Совершенно сумасшедшее утро, сотканное из прикосновения теплой ладони к холодному стеклу, пляски струек табака в сероватом утреннем свете, из выпущенного в путешествие по квартире запаха растертых в прах и сваренных в кипятке кофейных зерен, из придуманной нами с утра картины "Московская купальщица. Середина осени" (белый фаянс, зеркало, горячая вода, плоть, скрещенные взгляды. 2003 г.)

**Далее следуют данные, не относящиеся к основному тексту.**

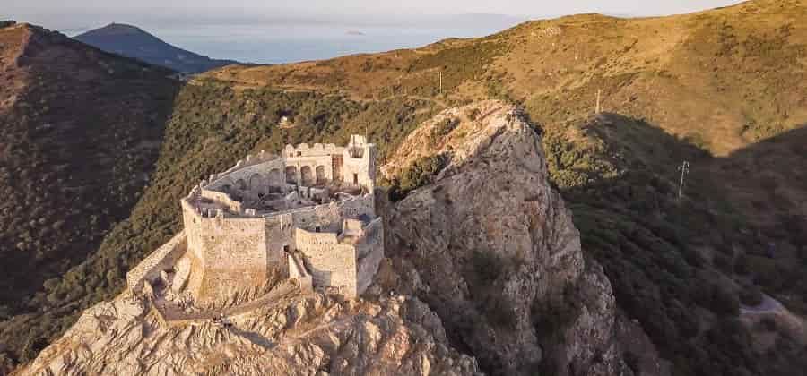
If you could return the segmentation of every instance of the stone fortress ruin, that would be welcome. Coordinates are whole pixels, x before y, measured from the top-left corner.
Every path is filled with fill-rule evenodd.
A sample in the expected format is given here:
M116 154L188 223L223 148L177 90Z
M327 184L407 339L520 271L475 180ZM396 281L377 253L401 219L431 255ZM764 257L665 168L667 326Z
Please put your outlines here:
M384 257L376 147L287 145L213 175L181 200L184 230L126 275L165 321L241 313L314 287L355 297Z

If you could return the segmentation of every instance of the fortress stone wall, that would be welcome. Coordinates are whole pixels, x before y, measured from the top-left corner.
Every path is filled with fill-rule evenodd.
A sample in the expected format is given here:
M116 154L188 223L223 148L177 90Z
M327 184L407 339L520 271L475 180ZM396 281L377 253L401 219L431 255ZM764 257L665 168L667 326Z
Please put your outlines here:
M181 200L185 230L129 272L129 288L159 290L181 309L188 298L223 306L286 279L361 294L384 254L375 158L375 145L352 136L345 147L247 156L212 175Z

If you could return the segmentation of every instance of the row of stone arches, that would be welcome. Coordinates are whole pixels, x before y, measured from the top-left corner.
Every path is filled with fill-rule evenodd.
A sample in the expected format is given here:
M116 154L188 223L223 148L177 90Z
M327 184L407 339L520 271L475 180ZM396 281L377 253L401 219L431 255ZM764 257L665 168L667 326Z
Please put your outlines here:
M250 197L252 195L266 194L273 192L282 192L280 188L283 184L301 184L312 186L327 182L325 166L303 166L298 171L297 167L289 166L285 170L273 168L268 174L253 174L247 178L239 178L235 182L230 181L221 185L221 191L235 194L237 197Z
M302 184L311 186L321 184L327 181L325 175L325 166L317 166L311 167L310 166L303 166L299 168L299 177L298 177L297 167L286 167L286 183L290 184Z

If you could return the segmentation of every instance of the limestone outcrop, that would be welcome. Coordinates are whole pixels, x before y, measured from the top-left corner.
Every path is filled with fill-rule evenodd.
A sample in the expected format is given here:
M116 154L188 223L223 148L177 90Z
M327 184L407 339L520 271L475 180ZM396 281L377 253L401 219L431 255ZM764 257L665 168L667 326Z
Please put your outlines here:
M395 180L435 156L429 184L396 202L375 194L386 251L360 297L282 286L166 325L127 290L20 374L632 374L611 285L583 257L528 119L498 101L447 110L382 171Z
M127 294L87 310L21 375L472 375L416 298L313 294L223 324L161 325Z
M525 115L498 101L444 111L382 172L405 178L431 156L444 166L430 184L379 205L389 228L379 290L427 302L452 343L491 373L629 373L613 340L611 285L584 260Z

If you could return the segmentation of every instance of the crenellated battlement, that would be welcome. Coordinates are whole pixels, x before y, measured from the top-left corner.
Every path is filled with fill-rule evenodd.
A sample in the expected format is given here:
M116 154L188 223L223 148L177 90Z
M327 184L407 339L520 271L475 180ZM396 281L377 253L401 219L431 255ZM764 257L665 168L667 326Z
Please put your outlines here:
M135 268L130 289L205 309L287 278L361 294L383 257L375 158L375 145L353 136L345 147L262 151L211 175L180 200L179 245L166 244Z

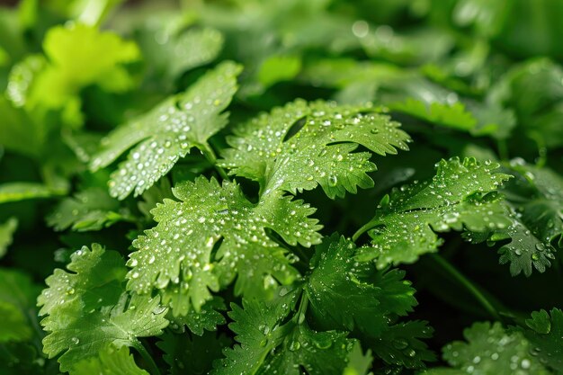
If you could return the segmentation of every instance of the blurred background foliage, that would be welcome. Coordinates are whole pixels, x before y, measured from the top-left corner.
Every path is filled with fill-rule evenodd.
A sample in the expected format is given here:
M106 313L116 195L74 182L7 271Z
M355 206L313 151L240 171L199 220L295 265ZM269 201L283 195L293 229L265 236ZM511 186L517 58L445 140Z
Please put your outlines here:
M170 183L210 169L189 156L137 204L109 198L107 171L89 174L86 163L103 134L223 59L245 67L233 123L296 97L324 98L384 106L413 137L412 152L378 161L375 189L335 201L306 193L321 208L326 233L353 233L387 190L432 175L442 157L508 166L518 156L516 165L563 171L559 0L14 3L0 2L0 256L37 283L90 243L91 230L126 254L130 238L150 227L148 210L170 195ZM214 146L224 147L222 139ZM67 226L51 219L63 230L55 234L43 218L61 197L84 191L105 206ZM64 231L72 225L82 229ZM18 251L4 255L12 242ZM552 272L513 279L486 244L456 243L443 254L515 311L563 307L557 293L535 292L561 285L560 256ZM433 267L423 259L406 268L419 290L415 317L440 322L436 349L487 316ZM17 350L39 350L42 334L30 335L35 346ZM45 359L33 361L29 373Z

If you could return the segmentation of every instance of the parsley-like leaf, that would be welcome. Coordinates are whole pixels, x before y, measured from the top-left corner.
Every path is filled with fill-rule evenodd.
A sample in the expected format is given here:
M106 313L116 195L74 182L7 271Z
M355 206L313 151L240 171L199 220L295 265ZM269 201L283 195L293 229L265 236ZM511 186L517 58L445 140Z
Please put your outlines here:
M128 264L128 288L139 293L163 290L175 316L191 306L199 311L210 290L238 275L237 294L264 295L278 282L297 277L286 250L270 238L272 229L289 245L320 242L315 210L290 197L270 196L250 202L236 183L200 177L173 189L182 201L165 200L152 210L158 225L133 242L139 251ZM279 195L279 194L278 194ZM213 254L213 248L222 243Z
M31 337L36 322L31 321L30 317L35 316L38 292L39 289L26 274L0 269L0 343Z
M532 345L532 353L545 365L563 373L563 312L559 308L534 311L523 331Z
M100 230L121 220L131 220L130 214L121 210L120 202L105 190L88 188L65 198L47 218L56 230L71 228L77 232Z
M505 330L500 323L475 323L463 331L466 342L456 341L443 348L443 358L465 373L499 375L550 375L533 347L520 331ZM455 374L446 370L429 371L427 375Z
M390 326L380 337L371 340L373 353L386 363L421 369L424 362L436 360L422 341L432 337L433 329L424 321L413 320Z
M514 175L505 189L511 225L496 231L489 241L510 238L498 250L501 263L510 263L510 272L542 272L551 264L556 250L563 249L563 179L548 168L520 160L511 163Z
M443 124L460 130L473 130L477 124L473 115L459 102L450 105L439 102L426 103L421 100L407 98L405 102L390 104L389 108L428 122Z
M112 306L121 295L121 282L127 273L119 253L93 244L92 250L83 246L70 256L67 268L72 273L56 269L49 276L48 289L39 296L40 315L52 314L66 305L91 311Z
M114 251L94 244L71 256L68 273L55 270L47 279L49 289L38 299L41 321L49 334L43 351L53 358L60 353L60 371L95 356L109 343L141 347L137 337L159 335L168 325L166 308L158 298L123 292L123 260Z
M359 145L379 155L397 154L397 148L408 149L410 139L397 122L369 108L302 100L263 113L234 132L228 138L232 148L224 150L219 162L231 174L258 182L264 194L295 194L320 184L333 199L373 186L367 174L376 169L371 154L353 153Z
M158 298L138 295L110 311L87 312L69 304L41 321L49 333L43 339L43 351L49 358L63 353L58 362L60 371L67 371L77 362L97 355L110 343L139 350L141 344L137 337L158 335L168 325L165 312Z
M317 246L304 290L318 322L379 336L389 316L412 311L415 290L403 281L403 272L376 272L371 263L358 262L355 253L353 242L336 236Z
M377 258L378 267L413 263L438 250L435 232L451 229L488 233L510 225L495 192L508 175L494 172L498 165L474 158L442 160L432 181L394 190L369 223L372 247L362 259Z
M139 195L192 147L206 149L207 140L227 124L227 113L221 112L237 91L240 71L240 66L224 62L185 93L166 99L103 139L103 149L91 163L94 171L132 147L112 174L112 196L124 199L133 191Z
M179 298L183 298L183 296L179 296ZM171 305L176 306L177 304L171 302ZM204 334L204 330L215 331L217 326L226 323L225 317L219 312L226 309L227 307L223 299L215 297L201 306L199 312L191 309L186 315L168 317L170 327L175 328L177 326L181 332L183 332L185 326L192 333L201 336Z
M344 333L316 332L294 319L283 324L294 296L288 293L269 306L244 299L243 308L233 305L229 327L240 345L226 349L212 373L342 374L354 341Z
M129 348L116 348L107 344L97 356L80 361L74 366L70 375L103 374L103 375L148 375L135 363Z

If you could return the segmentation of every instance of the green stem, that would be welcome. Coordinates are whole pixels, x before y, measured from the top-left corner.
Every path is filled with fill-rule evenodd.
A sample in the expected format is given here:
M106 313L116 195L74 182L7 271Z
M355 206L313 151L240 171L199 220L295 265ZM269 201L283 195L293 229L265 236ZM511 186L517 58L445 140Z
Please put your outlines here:
M499 139L496 142L498 147L498 156L501 160L508 160L508 147L506 147L506 141L505 139Z
M352 237L352 241L356 242L356 240L360 237L360 236L363 235L365 232L367 232L368 230L371 229L373 227L375 227L376 223L377 222L375 220L368 221L360 229L358 229L356 233L353 234L353 236Z
M143 344L139 340L135 340L135 342L133 342L133 347L137 350L137 352L139 352L141 357L143 357L143 360L145 360L145 362L148 365L149 372L153 375L160 375L160 370L158 370L158 366L156 366L156 363L155 362L155 360L153 360L153 357L148 353L148 352L147 352L145 346L143 346Z
M478 287L477 287L469 279L465 277L450 262L439 254L431 254L428 256L433 259L436 264L440 265L445 272L451 275L453 279L463 285L481 304L481 306L483 306L483 308L485 308L485 310L487 310L487 312L489 313L493 318L495 318L495 320L501 321L500 314L496 311L496 308L495 308L493 304L479 290Z
M297 311L295 317L293 317L293 322L300 325L305 320L305 314L307 313L307 308L308 307L308 298L307 293L303 291L301 293L301 301L299 302L299 308Z
M225 172L223 168L217 165L217 156L215 155L215 151L213 151L213 148L211 148L211 147L208 143L200 145L199 148L201 151L201 154L203 154L203 156L207 159L207 161L209 161L213 165L213 167L215 167L215 170L219 173L219 174L224 180L230 181L228 175L227 174L227 172Z

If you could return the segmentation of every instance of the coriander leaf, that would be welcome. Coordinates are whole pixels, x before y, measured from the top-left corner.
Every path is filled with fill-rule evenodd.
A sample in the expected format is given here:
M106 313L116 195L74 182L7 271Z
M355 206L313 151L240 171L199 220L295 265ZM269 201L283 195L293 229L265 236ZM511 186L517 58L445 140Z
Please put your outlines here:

В утро вплетались образы - меня никак не отпускает пелевинский "Гость на празднике Бон"... А кроме него - насильно впрыснутый в меня Стогоffым Жиль де Ре (Синие бороды жили и в наши дни. Начиная с этого номера наша газета предлагает вам цикл статей о наиболее жутких и кровавых преступниках последних десятилетий. О чем, как не об этом, вам хотелось бы почитать во время поездки в метро? Мы предоставляем вам такую возможность. (с) )

Не хотела я об этом. Особенно по дороге на работу.

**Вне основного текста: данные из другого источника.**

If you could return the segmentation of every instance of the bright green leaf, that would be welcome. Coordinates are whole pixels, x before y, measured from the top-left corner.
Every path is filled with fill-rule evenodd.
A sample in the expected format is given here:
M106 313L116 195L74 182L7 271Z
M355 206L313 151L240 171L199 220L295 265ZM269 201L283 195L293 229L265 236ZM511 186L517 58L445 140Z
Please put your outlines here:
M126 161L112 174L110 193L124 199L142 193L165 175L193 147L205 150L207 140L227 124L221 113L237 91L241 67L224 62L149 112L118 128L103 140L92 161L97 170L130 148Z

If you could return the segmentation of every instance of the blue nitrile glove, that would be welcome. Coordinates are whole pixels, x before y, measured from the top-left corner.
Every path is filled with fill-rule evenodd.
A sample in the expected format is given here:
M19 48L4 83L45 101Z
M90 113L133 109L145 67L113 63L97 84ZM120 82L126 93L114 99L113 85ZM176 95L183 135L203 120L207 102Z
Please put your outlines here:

Вторая волна непонимания: сначала я не могла взять в толк, зачем КАА затеял свою "Ахиллесову пяту", теперь я не могу понять зачем была создан этот грешный Стогоffский роман.



Работа оказалась сухопутным хищным спрутом, который засел над дверью в офис и напал на меня сразу же на пороге, опутав меня своими щупальцами. И не отпускает.



Завтра концерт Мельницы, теперь размышляю, смогу ли я выбраться с работы вовремя и туда успеть, да и будем ли мы в состоянии для таких мероприятий. Целесообразнее было бы не сидеть в душном Б2, пусть даже ради концерта Мельницы, а прогуляться по городу или вовсе добраться до леса...



Итак, восьмая чашка кофе, допивая которую я и набросала этот сумбурный пост.